Tom (left) still hard at work

Tom (left) still hard at work

In all honesty, I wouldn’t go out of my way to visit this store. But as a Brooklyn-ite, I’m glad it is here, for however long it remains (Mignone is now 74 years old and lives in Long Island; I wouldn’t be surprised if he doesn’t renew his lease the next time it is up). On days when I find myself on Fifth Avenue and with sufficient time to spare, I like to stop in and browse, especially the discount crates often found outside the store. I find that the annual Park Slope Fifth Avenue Fair is a perfect time to visit the Record & Tape Center, when strolling through the area in a bargain/used shopping mindset. In fact, I did that just last Sunday, when I ducked in to get out of the rain and wound up picking up five albums for $12 and another four CDs at a ridiculous $0.25 apiece. The albums were nothing special – they included Early Steppenwolf, Get the Knack and This is the Moody Blues – but they are good basic additions to my collection at a very fair price.

Bottom line:  A convenient Park Slope location for your basic used vinyl (mostly classic rock) needs. No more, no less. Don’t even think of buying anything new here – you’ll find it cheaper within easy walking distance at Music Matters.


Quick stats:FifthAveRT (14)

  • Sells used, new, or both: Both (90%+ Used)
  • Genres: 50% Classic Rock, 50% everything else
  • Non-vinyl for sale: CDs, Cassettes, VHS Tapes, 8-tracks
  • Selection: 6 out of 10
  • Price: 8 out of 10 (Used Vinyl); 1 out of 10 (New Vinyl)
  • Atmosphere: 3 out of 10
  • Ease of browsing/shopping: 3 out of 10
  • Used vinyl condition: 7 out of 10
  • Yelp rating: 4 stars
More 8-tracks than anywhere else ... on the shelf since the 1970s?

More 8-tracks than anywhere else … on the shelf since the 1970s?

Cassettes too

Cassettes too

New vinyl (and look at all the cassettes buried behind it)

New vinyl (and look at all the cassettes buried behind it)

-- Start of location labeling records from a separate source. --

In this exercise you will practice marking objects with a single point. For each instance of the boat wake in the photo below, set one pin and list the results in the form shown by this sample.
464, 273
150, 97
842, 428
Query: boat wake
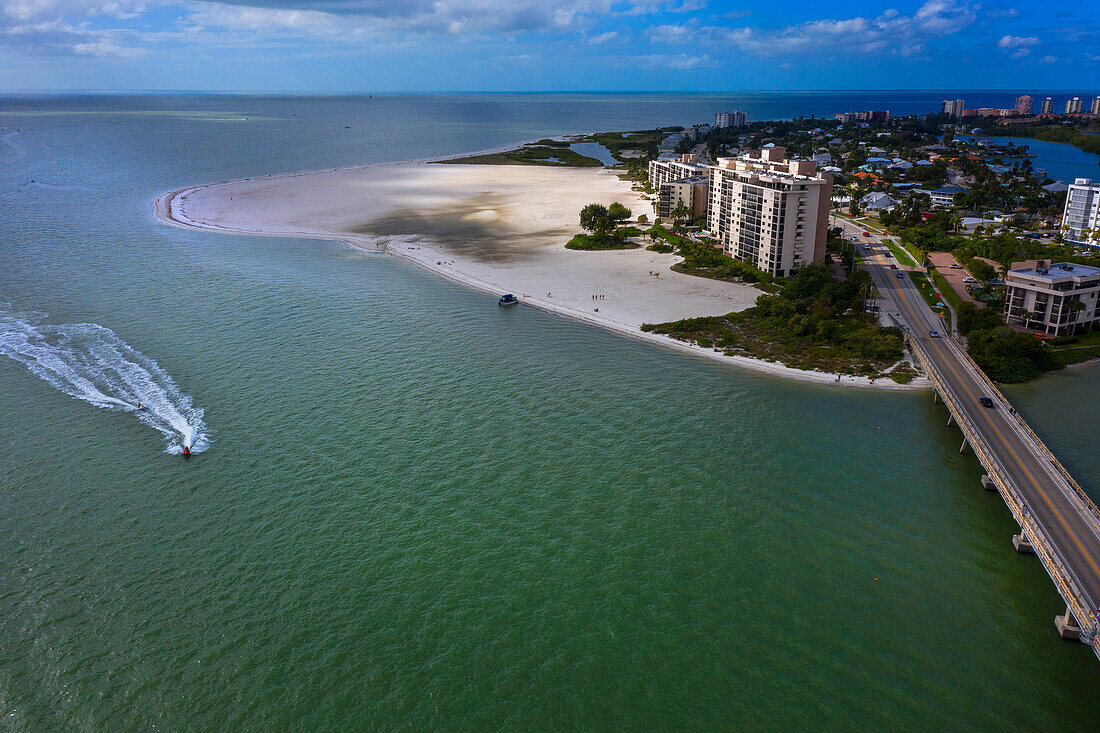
89, 362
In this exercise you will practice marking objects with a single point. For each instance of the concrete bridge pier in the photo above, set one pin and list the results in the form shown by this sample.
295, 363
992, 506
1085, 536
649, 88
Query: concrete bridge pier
1022, 544
1067, 625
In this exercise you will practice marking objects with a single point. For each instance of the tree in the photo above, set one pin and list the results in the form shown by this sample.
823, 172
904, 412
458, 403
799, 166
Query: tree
596, 219
618, 212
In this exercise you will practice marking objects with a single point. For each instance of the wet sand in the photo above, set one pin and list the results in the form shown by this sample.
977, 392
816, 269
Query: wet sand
494, 228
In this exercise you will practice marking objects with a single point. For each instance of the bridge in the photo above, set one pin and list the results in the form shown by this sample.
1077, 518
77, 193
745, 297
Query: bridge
1058, 522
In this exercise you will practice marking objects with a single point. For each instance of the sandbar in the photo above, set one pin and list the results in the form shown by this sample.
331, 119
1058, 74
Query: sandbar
494, 228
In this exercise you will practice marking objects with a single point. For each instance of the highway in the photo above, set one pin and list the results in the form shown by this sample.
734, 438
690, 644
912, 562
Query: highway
1062, 524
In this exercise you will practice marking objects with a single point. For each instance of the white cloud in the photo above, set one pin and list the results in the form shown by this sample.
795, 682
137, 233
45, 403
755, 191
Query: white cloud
1016, 42
890, 32
603, 37
677, 62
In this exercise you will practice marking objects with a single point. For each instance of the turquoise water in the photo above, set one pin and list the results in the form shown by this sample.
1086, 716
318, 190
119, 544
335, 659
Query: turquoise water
420, 511
1063, 162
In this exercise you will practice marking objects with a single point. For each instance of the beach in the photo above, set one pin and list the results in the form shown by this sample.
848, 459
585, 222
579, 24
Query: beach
497, 229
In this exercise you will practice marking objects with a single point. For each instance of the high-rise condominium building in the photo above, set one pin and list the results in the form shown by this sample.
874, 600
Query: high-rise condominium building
730, 119
769, 210
1081, 215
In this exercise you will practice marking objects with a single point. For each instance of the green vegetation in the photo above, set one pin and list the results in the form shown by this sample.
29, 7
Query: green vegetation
902, 255
601, 241
928, 293
647, 141
532, 155
601, 222
814, 323
945, 288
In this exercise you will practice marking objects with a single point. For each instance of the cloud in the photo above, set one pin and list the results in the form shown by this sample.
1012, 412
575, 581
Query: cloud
603, 37
1016, 42
888, 33
677, 62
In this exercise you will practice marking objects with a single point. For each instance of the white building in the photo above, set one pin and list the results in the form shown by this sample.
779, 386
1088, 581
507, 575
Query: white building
692, 193
664, 170
1081, 215
1038, 295
730, 119
878, 201
954, 107
770, 211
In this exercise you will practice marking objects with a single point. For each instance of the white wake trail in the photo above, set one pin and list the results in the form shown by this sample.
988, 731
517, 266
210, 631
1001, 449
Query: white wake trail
89, 362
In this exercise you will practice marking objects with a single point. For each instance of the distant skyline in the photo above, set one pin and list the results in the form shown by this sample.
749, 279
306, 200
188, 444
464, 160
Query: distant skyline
569, 45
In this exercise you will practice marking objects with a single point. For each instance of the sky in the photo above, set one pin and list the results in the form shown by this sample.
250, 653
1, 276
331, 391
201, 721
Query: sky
547, 45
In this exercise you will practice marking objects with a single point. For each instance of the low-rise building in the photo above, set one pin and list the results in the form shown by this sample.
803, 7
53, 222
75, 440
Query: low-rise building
945, 195
878, 201
769, 210
1043, 296
1081, 215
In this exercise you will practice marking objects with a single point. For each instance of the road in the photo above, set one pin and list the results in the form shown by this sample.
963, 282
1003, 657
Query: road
1062, 515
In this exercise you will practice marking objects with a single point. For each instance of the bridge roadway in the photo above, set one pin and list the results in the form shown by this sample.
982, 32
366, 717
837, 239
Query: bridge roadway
1056, 516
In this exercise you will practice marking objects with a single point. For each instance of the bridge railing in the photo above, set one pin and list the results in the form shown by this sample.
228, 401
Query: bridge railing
1089, 504
1048, 555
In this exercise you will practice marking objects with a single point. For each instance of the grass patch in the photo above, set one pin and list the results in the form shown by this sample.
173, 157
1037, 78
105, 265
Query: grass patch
810, 325
930, 296
531, 155
595, 242
902, 255
945, 288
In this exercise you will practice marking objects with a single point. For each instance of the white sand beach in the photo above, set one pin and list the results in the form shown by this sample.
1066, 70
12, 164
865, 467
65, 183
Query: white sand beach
498, 229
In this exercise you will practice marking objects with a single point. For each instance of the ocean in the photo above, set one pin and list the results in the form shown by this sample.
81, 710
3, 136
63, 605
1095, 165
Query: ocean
414, 510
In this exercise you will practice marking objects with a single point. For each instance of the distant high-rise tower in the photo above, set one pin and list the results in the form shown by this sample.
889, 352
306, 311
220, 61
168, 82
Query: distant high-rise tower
954, 107
730, 119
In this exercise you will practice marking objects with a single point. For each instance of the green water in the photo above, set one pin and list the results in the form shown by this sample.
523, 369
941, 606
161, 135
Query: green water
421, 511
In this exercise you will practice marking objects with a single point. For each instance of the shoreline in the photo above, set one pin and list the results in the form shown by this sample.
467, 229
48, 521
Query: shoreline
168, 209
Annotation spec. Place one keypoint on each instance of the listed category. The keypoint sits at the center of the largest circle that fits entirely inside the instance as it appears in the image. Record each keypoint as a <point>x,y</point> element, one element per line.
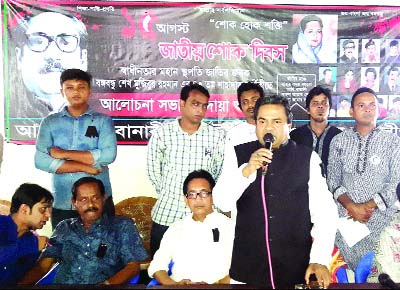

VHS too ... it's all here ... somewhere

VHS too … it’s all here … somewhere

  1. Charles DeWeese permalink

    Tony is not pleased with the comment about going to Music Matters for new records. He will match any price from there. Ask him to do it.

    • Good to know! Thanks 🙂

      • Charles DeWeese permalink

        Now, there is another closing scare. The lease is up in August. Why not do another piece on that and see if the store can be rescued?!

  2. brooklonsfinest permalink

    You shouldn’t rate this man with anything other than a 10/10 simply for his resilience and will to stay open. 5th Avenue Record and Tape is a classic and I am glad the owner still has the will to go on despite the greed of our society.